His proposals would require a change to the compulsory licence, so US Congress will need to be involved. But unlike with other copyright reform proposals being put forward in Washington, Israelite is confident that he can get both the music industry and the tech sector behind this overhaul, meaning it has a much better chance of getting through in a speedy fashion.

Under the proposals, streaming firms would get a much simpler way to pay mechanicals while – in theory at least – more writers and publishers would be paid.

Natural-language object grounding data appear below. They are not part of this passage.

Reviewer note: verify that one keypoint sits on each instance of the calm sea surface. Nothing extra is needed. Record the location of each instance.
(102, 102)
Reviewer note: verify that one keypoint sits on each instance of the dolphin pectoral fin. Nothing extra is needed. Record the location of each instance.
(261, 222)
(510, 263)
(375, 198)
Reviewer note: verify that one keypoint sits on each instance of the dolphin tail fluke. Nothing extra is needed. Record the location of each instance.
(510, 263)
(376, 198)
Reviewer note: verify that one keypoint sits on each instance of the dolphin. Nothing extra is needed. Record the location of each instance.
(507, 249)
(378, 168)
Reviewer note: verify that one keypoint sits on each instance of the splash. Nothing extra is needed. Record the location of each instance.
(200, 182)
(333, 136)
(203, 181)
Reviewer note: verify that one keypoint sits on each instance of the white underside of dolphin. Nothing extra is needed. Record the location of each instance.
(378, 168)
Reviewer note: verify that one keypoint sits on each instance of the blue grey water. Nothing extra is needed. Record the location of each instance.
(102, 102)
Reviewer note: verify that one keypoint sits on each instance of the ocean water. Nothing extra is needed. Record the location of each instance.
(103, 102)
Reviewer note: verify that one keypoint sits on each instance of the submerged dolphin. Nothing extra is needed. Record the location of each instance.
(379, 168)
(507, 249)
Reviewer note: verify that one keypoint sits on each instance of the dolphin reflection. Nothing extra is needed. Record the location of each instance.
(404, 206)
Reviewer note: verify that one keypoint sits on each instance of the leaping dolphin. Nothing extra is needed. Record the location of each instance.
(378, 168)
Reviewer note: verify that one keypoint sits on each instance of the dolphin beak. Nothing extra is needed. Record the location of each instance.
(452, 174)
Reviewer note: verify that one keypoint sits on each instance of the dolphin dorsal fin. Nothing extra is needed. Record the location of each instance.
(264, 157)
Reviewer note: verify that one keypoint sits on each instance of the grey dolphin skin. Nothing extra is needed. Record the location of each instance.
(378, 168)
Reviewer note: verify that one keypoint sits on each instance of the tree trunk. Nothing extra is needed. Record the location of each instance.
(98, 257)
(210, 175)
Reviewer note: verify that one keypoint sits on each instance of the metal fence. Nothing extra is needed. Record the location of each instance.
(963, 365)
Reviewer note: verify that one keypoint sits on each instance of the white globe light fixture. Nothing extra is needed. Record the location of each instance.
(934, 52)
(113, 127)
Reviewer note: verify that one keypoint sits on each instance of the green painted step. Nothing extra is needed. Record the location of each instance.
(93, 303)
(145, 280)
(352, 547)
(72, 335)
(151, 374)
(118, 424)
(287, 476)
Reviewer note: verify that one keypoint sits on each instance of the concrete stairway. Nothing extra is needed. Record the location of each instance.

It is also hoped that the system for setting the rate for mechanical royalties would also be amended, most likely to the benefit of the music community. That’s a change licensees might normally oppose, but hopefully not if it means they get a much simpler system for paying royalties and a whole lot less lawsuits.

According to Billboard, Israelite said of his plans to get a speedy revamp of the mechanical rights compulsory licence in Washington, including the establishment of an industry-wide collecting society and blanket licence: “I want a consensus bill, one that is negotiated by our community, including publishers and songwriters, the record labels and artists, the Digital Media Association and the broadcasters”.

On the music community side, ongoing talks about this new system are also involving organisations like the Songwriters Of North America, the Council Of Music Creators, and PROs BMI and ASCAP.

The outcome of the reform, if it went ahead, would be the creation of a new industry-wide collecting society, possibly to be called SongExchange, akin to the US record industry’s SoundExchange society that administers digital performing rights for artists and labels, and is also the result of a compulsory licence. The new organisation would be paid for by those digital platforms utilising its services, but would be owned by the music publishers and the songwriters.

The music publishing sector would pool its data into the new organisation which would then seek to get all the publishers and writers whose songs have been streamed paid. Quite how good a job the new organisation would do in that domain, we’d have to wait and see. Elsewhere in the world the efficiency and accuracy of the collecting societies in the way they process and distribute the royalties they collect varies enormously.

Negotiations as to how this all-new US mechanical royalties system would work are ongoing, and there are still some issues to be addressed. But Israelite says that most key stakeholders are on board with the basic principles and he hopes legislative proposals could be finalised as soon as next month. If, as he also hopes, those proposals were a “consensus bill”, then it could become law next year.